Elizabeth Gaskell: Why was the Cranford author considered so 'fearful'?
- Published
The Manchester home of the Victorian author Elizabeth Gaskell opens to the public on Sunday after a £2.5m restoration.
The 19th Century novelist wrote Cranford, North and South, and Wives and Daughters while living at the Plymouth Grove property between 1850 and 1865.
But who was Mrs Gaskell and has her work been unfairly overlooked when compared with Charles Dickens, Jane Austen and the Brontë sisters?
Family life
Born in London in 1810, the then Elizabeth Stevenson moved to Cheshire the following year after her mother's death.
Her life with her aunt in the village of Knutsford would later inspire her novel Cranford, about life in a quiet market village.
At the age of 21, she married Reverend William Gaskell - with whom she would have four daughters and a son - and they soon moved to Manchester, which was then emerging as a centre of industry and radical politics.
Their Unitarian Christian beliefs motivated them to help the poor, who were living in a squalor later described as "Hell upon Earth" by the German socialist philosopher Friedrich Engels, perhaps better known for writing The Communist Manifesto with Karl Marx.
The Gaskell family moved to Plymouth Grove in 1850 and while Elizabeth was delighted with their new villa, she fretted over its annual £150 rent - equivalent to £17,600 today.
In a letter to a friend, she questioned the morality of spending so much on a house "while so many are wanting" before concluding: "I must try to make the house give as much pleasure to others as I can."
"She's what we would recognise as a modern woman, as she's doing lots of different things at the same time," says John Williams, who for the last two years has been responsible for restoring the house to its former glory.
"She is a good wife to her husband, who has a public role, so she is also playing a public role.

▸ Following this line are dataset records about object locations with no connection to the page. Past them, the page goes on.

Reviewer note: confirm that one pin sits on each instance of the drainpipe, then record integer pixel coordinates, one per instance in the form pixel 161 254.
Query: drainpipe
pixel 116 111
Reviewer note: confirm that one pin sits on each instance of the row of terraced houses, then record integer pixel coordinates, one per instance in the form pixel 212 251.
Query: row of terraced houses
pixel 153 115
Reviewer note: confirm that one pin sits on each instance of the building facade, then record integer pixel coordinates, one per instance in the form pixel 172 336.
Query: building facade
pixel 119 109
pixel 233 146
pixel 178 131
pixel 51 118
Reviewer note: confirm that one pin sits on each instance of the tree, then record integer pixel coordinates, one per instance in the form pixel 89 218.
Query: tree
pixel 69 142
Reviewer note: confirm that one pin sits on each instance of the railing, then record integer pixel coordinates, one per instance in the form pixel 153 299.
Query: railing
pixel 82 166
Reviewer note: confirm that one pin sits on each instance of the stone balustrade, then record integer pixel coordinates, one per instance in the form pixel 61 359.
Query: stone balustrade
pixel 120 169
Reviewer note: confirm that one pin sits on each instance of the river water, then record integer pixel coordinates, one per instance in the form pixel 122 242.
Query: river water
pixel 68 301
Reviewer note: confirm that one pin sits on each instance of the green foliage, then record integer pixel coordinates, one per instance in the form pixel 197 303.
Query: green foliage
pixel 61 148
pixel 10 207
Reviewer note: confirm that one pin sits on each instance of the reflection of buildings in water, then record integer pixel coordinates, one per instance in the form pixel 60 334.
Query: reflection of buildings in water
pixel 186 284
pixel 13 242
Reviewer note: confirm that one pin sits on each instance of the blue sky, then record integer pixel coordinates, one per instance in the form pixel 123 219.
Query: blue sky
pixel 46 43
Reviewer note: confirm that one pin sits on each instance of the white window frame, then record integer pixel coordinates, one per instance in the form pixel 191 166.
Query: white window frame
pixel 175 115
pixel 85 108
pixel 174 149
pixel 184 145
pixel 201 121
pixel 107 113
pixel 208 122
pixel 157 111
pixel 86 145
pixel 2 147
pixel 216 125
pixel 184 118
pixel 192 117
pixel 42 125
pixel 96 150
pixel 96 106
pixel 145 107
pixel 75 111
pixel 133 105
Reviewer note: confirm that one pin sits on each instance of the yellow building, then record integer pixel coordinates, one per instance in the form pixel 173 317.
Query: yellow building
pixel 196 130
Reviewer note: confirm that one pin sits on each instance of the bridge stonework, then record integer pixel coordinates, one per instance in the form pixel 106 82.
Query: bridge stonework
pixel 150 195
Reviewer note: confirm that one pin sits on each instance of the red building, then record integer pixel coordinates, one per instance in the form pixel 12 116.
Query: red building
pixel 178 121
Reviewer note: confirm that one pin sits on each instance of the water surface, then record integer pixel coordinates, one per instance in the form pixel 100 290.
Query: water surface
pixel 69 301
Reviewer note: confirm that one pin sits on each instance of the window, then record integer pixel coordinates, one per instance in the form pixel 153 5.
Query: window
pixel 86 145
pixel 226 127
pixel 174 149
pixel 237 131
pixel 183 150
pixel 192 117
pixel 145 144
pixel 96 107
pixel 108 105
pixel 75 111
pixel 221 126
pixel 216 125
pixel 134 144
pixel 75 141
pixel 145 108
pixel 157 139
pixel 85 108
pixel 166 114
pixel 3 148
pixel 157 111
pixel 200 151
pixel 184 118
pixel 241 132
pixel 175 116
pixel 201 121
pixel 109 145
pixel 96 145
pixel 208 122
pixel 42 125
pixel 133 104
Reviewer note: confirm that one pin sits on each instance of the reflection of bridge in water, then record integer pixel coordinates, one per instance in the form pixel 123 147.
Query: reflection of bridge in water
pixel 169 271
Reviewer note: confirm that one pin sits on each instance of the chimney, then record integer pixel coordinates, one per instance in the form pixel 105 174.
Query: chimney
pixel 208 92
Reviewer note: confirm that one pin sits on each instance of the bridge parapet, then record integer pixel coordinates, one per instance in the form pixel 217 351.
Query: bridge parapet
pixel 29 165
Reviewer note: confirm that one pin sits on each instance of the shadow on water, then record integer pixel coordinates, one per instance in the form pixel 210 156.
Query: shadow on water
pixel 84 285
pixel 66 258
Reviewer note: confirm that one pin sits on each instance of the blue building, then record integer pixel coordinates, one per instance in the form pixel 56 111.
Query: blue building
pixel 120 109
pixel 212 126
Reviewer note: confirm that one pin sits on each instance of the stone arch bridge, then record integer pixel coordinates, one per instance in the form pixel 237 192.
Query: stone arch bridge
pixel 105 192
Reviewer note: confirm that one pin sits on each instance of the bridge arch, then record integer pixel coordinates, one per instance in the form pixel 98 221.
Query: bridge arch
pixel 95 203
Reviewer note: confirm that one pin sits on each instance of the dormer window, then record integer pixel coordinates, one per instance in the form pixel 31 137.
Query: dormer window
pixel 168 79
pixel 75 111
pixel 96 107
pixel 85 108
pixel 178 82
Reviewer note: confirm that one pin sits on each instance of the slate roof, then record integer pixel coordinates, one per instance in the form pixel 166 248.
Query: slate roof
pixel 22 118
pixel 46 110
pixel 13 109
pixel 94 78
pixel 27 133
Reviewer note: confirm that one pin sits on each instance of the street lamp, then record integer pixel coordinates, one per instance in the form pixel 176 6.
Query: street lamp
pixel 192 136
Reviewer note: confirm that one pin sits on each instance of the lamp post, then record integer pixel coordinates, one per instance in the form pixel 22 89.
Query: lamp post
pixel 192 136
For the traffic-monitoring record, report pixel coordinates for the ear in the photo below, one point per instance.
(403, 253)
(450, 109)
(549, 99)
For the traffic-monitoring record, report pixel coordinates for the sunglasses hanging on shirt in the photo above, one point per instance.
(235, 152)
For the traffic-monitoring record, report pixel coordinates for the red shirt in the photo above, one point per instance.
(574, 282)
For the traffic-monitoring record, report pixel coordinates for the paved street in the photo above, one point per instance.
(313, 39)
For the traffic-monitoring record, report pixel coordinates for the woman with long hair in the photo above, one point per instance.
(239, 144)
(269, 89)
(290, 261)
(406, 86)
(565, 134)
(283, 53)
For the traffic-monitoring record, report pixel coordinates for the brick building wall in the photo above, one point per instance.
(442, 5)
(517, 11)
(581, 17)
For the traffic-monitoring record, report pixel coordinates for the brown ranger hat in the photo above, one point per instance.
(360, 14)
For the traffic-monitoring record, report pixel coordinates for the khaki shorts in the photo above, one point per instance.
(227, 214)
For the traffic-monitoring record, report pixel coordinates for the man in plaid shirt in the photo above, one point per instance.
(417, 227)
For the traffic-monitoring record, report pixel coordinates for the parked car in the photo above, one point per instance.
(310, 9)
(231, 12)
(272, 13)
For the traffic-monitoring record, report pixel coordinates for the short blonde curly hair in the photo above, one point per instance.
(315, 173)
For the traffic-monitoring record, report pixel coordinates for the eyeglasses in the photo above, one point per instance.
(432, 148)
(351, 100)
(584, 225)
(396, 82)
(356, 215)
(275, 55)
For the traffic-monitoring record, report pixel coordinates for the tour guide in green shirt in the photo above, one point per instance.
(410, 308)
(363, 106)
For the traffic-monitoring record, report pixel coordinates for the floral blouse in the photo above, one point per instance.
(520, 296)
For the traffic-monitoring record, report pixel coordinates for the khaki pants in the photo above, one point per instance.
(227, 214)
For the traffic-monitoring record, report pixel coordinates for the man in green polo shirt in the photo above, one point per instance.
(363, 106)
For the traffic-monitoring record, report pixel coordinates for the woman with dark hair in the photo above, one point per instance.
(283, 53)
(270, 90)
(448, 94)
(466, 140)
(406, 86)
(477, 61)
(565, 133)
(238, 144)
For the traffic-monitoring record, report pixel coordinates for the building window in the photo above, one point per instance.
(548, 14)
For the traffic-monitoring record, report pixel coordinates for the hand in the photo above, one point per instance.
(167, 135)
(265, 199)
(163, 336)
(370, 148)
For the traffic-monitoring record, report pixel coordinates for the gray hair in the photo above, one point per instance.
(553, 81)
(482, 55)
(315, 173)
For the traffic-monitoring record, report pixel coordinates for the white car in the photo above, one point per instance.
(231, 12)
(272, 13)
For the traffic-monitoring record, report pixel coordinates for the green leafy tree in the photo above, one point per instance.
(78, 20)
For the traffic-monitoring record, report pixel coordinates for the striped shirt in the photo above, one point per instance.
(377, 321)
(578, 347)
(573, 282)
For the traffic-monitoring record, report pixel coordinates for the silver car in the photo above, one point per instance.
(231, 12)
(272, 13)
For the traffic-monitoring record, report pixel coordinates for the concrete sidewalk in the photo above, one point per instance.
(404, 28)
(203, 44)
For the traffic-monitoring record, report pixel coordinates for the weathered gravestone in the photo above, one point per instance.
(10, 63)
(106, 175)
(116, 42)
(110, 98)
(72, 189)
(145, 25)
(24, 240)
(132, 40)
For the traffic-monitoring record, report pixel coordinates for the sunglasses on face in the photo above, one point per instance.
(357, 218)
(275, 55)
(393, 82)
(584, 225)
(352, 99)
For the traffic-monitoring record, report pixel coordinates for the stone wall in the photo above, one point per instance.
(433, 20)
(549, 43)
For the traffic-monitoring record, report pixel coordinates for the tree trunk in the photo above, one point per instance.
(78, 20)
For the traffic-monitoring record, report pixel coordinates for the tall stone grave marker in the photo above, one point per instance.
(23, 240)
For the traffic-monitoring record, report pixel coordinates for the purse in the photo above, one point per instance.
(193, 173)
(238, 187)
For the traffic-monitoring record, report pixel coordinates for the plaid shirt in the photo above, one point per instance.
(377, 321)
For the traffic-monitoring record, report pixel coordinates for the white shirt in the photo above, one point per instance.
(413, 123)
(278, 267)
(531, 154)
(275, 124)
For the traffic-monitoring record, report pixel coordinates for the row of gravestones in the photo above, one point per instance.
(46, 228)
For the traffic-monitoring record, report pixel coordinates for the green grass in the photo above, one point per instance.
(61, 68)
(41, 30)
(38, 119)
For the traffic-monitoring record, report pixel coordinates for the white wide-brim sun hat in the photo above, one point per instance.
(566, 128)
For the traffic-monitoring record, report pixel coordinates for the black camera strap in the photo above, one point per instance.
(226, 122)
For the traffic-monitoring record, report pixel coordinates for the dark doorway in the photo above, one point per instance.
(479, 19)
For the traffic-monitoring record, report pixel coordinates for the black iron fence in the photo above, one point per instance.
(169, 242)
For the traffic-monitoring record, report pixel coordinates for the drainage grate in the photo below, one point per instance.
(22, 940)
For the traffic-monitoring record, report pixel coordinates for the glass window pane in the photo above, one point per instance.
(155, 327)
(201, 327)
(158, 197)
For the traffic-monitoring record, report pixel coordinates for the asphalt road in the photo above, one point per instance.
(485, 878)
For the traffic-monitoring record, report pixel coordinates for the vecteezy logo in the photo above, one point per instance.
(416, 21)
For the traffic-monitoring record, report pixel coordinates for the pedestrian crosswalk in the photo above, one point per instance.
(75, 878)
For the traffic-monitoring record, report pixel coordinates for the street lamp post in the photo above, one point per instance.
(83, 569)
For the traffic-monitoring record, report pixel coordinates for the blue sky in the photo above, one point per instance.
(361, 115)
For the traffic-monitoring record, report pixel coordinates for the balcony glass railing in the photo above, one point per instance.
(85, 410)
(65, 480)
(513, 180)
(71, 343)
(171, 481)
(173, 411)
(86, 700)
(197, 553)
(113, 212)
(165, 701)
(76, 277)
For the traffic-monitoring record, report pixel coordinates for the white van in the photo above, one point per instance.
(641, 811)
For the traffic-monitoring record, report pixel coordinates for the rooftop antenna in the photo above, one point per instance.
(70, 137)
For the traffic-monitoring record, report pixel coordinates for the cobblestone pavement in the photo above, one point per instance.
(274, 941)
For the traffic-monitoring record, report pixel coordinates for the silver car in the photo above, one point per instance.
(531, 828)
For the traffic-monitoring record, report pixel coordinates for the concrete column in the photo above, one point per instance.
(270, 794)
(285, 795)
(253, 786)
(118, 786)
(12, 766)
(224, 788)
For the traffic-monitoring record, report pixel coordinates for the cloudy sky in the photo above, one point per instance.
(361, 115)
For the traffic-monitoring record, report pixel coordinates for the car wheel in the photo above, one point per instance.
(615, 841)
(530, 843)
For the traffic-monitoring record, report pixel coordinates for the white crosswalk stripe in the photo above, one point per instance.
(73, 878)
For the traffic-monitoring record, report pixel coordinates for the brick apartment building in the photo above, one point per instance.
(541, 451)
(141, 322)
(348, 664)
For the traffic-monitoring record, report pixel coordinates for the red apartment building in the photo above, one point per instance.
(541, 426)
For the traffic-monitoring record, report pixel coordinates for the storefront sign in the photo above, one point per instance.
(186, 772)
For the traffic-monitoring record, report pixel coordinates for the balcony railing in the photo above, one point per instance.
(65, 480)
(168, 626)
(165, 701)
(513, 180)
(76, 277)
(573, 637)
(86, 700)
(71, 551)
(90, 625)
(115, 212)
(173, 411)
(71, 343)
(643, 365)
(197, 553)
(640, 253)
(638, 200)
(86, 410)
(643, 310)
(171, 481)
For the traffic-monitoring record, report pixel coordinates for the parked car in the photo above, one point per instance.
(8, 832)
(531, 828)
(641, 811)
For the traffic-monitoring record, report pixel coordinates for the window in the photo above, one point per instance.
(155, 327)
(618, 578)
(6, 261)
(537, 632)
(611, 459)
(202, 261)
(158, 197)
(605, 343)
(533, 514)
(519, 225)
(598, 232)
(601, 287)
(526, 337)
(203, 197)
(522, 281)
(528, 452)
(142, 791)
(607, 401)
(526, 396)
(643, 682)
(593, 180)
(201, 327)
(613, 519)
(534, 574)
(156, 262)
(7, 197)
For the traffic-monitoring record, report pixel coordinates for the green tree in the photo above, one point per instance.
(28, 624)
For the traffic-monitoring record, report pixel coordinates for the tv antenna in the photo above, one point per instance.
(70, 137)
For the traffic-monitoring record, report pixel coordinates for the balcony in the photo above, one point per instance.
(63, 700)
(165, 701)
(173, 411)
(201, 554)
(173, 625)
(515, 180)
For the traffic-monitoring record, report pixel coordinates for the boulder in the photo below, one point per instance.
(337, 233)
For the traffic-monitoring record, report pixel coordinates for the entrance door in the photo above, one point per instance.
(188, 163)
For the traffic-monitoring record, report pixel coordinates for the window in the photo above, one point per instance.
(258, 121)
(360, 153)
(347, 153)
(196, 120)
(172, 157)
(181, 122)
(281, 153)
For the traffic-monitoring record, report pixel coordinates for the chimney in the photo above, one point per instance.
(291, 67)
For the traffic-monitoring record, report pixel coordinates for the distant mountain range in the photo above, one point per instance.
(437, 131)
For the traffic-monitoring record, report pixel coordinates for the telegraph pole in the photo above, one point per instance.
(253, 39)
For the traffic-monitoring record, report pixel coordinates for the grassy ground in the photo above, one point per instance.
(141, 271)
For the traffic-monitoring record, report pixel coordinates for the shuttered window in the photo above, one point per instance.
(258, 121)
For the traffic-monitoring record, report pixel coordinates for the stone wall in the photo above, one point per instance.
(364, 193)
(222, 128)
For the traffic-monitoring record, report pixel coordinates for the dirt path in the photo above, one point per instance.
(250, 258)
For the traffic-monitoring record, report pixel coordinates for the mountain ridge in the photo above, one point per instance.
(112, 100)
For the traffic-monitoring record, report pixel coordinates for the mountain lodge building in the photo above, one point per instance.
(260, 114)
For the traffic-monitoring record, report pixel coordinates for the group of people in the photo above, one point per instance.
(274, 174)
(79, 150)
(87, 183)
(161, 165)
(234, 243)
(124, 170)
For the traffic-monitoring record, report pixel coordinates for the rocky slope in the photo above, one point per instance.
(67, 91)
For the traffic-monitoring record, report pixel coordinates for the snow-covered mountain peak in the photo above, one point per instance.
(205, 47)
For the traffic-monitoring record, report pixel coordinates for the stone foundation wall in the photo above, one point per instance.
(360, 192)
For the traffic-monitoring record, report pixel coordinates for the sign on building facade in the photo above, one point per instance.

She is bringing up four daughters… [and] she is running a household with five servants - that's like running a small business."
Writing career
After losing their baby son in 1844 to scarlet fever, then a common cause of infant mortality, William encouraged Elizabeth to take up novel writing.
Her first book Mary Barton, published anonymously in 1848, was inspired by the lives of workers in Manchester. Its depiction of social problems won praise from eminent writers including Charles Dickens and Thomas Carlyle.
Janet Allan, chair of Manchester Historic Buildings Trust, says: "Her second major novel was Ruth, about the problems of an unmarried mother, which was actually burnt by some members of [her husband's] congregation… and he stood by her."
She adds: "She was a very courageous writer. She wasn't just the lady who wrote Cranford - there was lot more to her than that."
Comparisons have been drawn between Gaskell and fellow social commentator Charles Dickens.
"He is much more like a sledgehammer about poverty," says Williams, "whereas Elizabeth is subtle but if you read her carefully, she makes some powerful, aggressive points about the unfairness of life, the cruelty of manufacturers, the boorishness of wealthy people."
Gaskell, who died in 1865 leaving her final novel Wives and Daughters incomplete, was a versatile writer.
Her work ranged from a biography of her friend and author Charlotte Brontë to ghost stories, and Professor Helen Rees Leahy, who advised on the restoration of the Plymouth Grove house, says: "Her output varied - some were strong, others less so."
Social butterfly
The Gaskells often entertained at their Plymouth Grove home, hosting a guest list that reads like a Who's Who of the mid-19th Century.
The famous orchestra conductor Charles Hallé gave piano lessons to Elizabeth's daughter Marianne in their drawing room.
Other visitors included the critic John Ruskin and the American author Harriet Beecher Stowe, who wrote Uncle Tom's Cabin. Elizabeth also welcomed her cousins, the Wedgwood pottery manufacturers.
But Jane Eyre author Charlotte Brontë, uncomfortable in large gatherings, hid behind the Gaskells' curtains when their doorbell rang.
Dickens invited Gaskell to contribute to his magazine Household Words and addressed her "Dear Scheherazade", after the storyteller in Arabian Nights.
But she struggled to fulfil deadlines.
"Dickens was a professional journalist," says Allan, while Gaskell "found it very hard to keep to time sometimes, and to length. Sometimes he corrected things and she didn't know what he had done."
Their relationship became fraught and, in a letter to a colleague, an exasperated Dickens wrote: "Oh, Mrs Gaskell, fearful - fearful! If I were Mr G., Oh Heaven how I would beat her."
Elizabeth was also distantly related to the scientist Charles Darwin and even met the poet William Wordsworth in the Lake District. A keen traveller, she visited Italy, Germany and France with her daughters.
Her husband William, who preferred trips in Britain, sometimes stayed in the Lake District with the parents of a young Beatrix Potter, before the latter went on to write Peter Rabbit.
Mrs Gaskell's works have arguably been undervalued, but Professor Leahy hopes the renovation of the author's Plymouth Grove home will boost her popularity.
"Given that Austen, Dickens, Bronte and others have their 'houses' [to remember them by], it's timely that Gaskell joins their ranks."